In the end, deliver value. Mobile customers have high expectations. Bad mobile experiences send them to the competition. Two things really matter: consistency and the value a marketer brings to the mobile experience. It is the free app from Esurance that blocks a teen driver’s mobile phone use while the car is in motion. It is the Ikea catalog experience that helps customers find merchandise within the store and also allows them to see, using augmented reality on their smartphones, how a piece of furniture would actually look in their homes.

In a world where perception is reality, consistency binds all the separate opinion-forming customer experiences together. A good example of this is how Mandarin Oriental Hotels leveraged all their high-end visual content from their Web-based interactive properties and extended their concierge level customer experience to the smartphone, providing a consistent experience from PC to Web to smartphone.
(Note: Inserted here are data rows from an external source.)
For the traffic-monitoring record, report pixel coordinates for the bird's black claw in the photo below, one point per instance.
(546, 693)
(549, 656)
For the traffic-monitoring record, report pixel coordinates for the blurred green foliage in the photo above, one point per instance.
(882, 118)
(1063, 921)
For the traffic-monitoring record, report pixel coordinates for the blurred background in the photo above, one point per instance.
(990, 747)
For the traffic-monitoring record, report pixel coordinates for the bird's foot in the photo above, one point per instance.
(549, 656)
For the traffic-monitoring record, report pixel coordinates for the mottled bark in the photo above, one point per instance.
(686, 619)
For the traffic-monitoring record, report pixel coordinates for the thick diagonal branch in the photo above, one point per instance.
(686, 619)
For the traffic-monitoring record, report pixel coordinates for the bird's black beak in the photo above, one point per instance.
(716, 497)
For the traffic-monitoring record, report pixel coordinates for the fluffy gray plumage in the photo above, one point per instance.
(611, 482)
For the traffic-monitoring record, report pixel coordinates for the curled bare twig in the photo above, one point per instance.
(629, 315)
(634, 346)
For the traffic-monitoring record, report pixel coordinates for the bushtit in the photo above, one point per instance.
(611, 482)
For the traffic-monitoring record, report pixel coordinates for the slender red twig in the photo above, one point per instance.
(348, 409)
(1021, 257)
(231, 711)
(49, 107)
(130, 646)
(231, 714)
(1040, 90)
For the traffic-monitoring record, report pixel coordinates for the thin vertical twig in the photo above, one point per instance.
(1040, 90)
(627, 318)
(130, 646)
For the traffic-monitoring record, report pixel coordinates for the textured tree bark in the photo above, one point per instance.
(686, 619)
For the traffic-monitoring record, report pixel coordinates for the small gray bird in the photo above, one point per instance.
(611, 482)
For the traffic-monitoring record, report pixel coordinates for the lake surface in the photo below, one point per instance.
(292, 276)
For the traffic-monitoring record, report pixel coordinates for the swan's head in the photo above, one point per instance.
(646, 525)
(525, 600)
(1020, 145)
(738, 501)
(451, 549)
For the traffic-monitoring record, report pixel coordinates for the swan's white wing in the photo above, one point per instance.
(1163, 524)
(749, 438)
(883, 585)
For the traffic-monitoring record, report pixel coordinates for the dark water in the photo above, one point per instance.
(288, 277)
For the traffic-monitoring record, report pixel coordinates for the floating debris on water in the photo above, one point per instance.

Collectively, all experiences enrich the customer's relationship and perception of the brand. When Marvel Entertainment released their free mobile app for the "Avengers" movie, it engaged moviegoers with an impressive experience that included cinematic content, participation in Comic-Con’s Item47 game and more. They essentially extended the movie experience well beyond the big screen to tablets and smartphones. However, depending on the device, the experience will be slightly different.

In the end, marketers who understand how to leverage the differences between smartphones and tablets can better optimize the experience to relate to their customers -- and perhaps they also can become superheroes for their brand and their customers.